SNNs and LMU with Nengo-DL: is it always a spiking implementation?


I am interested in time-series forecasting using Spiking Neural Networks. For this purpose, in the past months I have played around with the LMU implementation you describe here.

In this implementation the following component is used:

 self.h = nengo_dl.TensorNode(tf.nn.tanh, shape_in=(units,), pass_time=False)

To my understanding, this is a non-spiking implementation, since the neurons are non-spiking. Correct me if I am wrong. However, from what I have understood, when we are in the “testing phase” and we use the nengo_dl.Simulator, we switch context from rate to spiking. Is this true?

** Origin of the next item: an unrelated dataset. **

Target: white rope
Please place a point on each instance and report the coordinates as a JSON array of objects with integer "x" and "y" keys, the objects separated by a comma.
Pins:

I have also seen that in another thread, the user has a similar use case. Then he is asking about “how to implement a spiking version of the LMU in nengoDL”. The recommended approach for his goal is to “use a Nengo network from the start (as in the NengoDL LMU example). However, as I mentioned before, you’ll need to replace the self.h population with a nengo.Ensemble in order to make it spiking.” This however is in contraddiction with the NengoDL LMU example, since the h component is not an Ensemble but a TensorNode.

What is a the definition of a SNN implemented with nengo-dl?
What are the differences between train and test phases? I assume it’s totally in line with my goal of “ts forecasting using SNN” to train the network in a rate context, but evaluate it in the spiking one, right?

I am bit lost to be frank, as I do not understand what I need to do in order to perform time-series forecasting using SNN LMU. I would really appreciate some guidance over these general topics.